The Security catch was real and would have made it to production. The Performance flag was a false positive — the component was wrapped in memo one file up, which Claude couldn't see from the diff alone. That's the inherent limit of diff-only review.

Common Errors and Fixes

Error: unknown flag '--dangerously-skip-permissions'

This flag requires Claude Code 2.1+. Run claude --version to confirm. The npm install step always pulls the latest, so an older global install locally might be the issue.

git diff: not a git repository

Set fetch-depth: 0 on checkout. The default shallow clone lacks base branch history.

Review comment not posted

Check that the permissions block includes pull-requests: write. Also verify the repo's Actions settings allow write permissions — "Read repository contents only" is a common default that blocks comment posting.

Low review quality

Add --add-dir . and a more specific prompt. "Review this code" produces generic output. "You are reviewing a TypeScript Node.js API. Flag: missing input validation, unhandled promise rejections, and N+1 query patterns" produces something actually useful.

What I Concluded

Two weeks in, the honest assessment is: it's a solid safety net, not a replacement for human review. It caught a SQL injection risk and two async error-handling gaps that would have sailed through. It also flagged "performance issues" that weren't real because it lacked the full component context.

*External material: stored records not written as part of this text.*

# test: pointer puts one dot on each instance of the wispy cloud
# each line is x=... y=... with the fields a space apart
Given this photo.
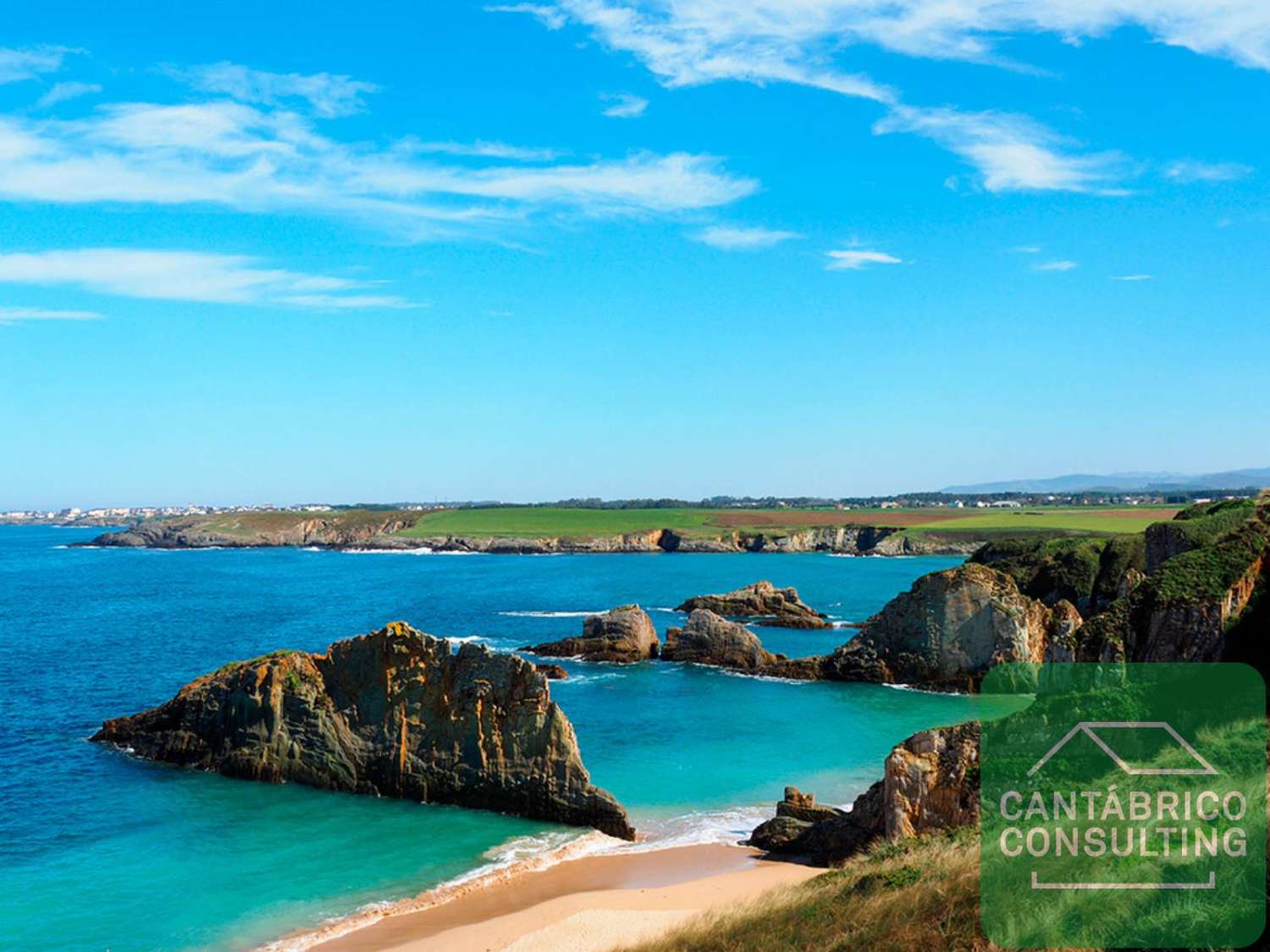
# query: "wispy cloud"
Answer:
x=688 y=37
x=482 y=150
x=1196 y=170
x=691 y=42
x=625 y=106
x=327 y=94
x=13 y=315
x=271 y=159
x=742 y=239
x=61 y=91
x=855 y=259
x=17 y=65
x=188 y=276
x=550 y=17
x=1011 y=152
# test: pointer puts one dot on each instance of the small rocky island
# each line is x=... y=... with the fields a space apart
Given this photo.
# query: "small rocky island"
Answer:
x=391 y=713
x=622 y=635
x=770 y=606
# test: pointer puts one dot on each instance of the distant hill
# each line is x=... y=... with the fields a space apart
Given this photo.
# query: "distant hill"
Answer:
x=1124 y=482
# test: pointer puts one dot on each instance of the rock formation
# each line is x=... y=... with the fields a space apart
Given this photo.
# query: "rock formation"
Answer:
x=708 y=639
x=775 y=607
x=624 y=635
x=931 y=782
x=945 y=631
x=391 y=713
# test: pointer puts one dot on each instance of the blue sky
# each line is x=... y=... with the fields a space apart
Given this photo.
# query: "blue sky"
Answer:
x=307 y=251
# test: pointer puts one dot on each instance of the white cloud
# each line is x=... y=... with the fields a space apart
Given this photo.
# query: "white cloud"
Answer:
x=805 y=42
x=12 y=315
x=187 y=276
x=1011 y=152
x=482 y=150
x=61 y=91
x=734 y=239
x=17 y=65
x=261 y=160
x=328 y=94
x=685 y=37
x=625 y=106
x=855 y=259
x=1195 y=170
x=549 y=17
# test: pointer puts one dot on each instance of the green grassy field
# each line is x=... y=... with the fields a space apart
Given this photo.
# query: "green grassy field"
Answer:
x=1085 y=518
x=579 y=523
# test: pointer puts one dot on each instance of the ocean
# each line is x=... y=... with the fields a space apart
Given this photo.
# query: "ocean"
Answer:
x=102 y=850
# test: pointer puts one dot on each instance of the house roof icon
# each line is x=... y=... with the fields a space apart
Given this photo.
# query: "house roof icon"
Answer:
x=1090 y=730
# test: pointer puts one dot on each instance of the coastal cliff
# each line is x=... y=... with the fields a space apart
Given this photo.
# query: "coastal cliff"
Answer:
x=390 y=713
x=1191 y=591
x=383 y=530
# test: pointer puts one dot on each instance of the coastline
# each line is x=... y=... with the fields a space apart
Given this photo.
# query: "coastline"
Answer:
x=561 y=901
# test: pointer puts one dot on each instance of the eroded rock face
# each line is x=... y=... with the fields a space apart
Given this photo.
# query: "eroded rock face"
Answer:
x=391 y=713
x=931 y=782
x=708 y=639
x=947 y=630
x=775 y=607
x=625 y=635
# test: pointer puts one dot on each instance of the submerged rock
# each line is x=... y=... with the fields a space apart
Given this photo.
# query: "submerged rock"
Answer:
x=624 y=635
x=930 y=782
x=775 y=607
x=391 y=713
x=708 y=639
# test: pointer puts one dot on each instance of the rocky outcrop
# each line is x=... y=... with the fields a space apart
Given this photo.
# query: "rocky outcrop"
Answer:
x=930 y=782
x=772 y=606
x=390 y=713
x=708 y=639
x=945 y=631
x=1204 y=578
x=1090 y=573
x=624 y=635
x=378 y=530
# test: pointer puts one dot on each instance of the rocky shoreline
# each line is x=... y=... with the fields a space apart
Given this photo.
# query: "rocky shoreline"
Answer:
x=378 y=536
x=395 y=713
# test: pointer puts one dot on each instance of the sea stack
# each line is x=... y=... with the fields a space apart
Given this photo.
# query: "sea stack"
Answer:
x=622 y=635
x=774 y=607
x=391 y=713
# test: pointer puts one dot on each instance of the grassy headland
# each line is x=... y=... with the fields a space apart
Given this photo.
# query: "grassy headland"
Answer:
x=574 y=523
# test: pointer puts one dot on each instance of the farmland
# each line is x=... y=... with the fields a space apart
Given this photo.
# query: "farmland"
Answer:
x=538 y=522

Use it to filter the obvious mistakes before human eyes touch the diff. Architecture decisions, business logic tradeoffs, and domain-specific judgment still need a person. But "did you forget null checks" and "is there a hardcoded secret in here" — Claude handles those well.

Sandbox experiment log

=== Claude Code CI Sandbox Log — Thu Apr 30 15:27:20 JST 2026 ===

Validated artifacts:
1. claude-pr-review.yml — 7-step PR review pipeline (YAML valid via yaml.safe_load)
2. nightly-audit.yml — 6-step code audit (YAML valid)
3. local-review.sh — local test script (bash -n syntax valid)

CLI flags confirmed from: claude --help (v2.1.123)
  claude -p [prompt] --output-format text --max-budget-usd N
    --bare --no-session-persistence --dangerously-skip-permissions

Execution scope: YAML structure validation and shell script syntax checking were run directly in sandbox. Actual API call results require ANTHROPIC_API_KEY in a live GitHub Actions runner.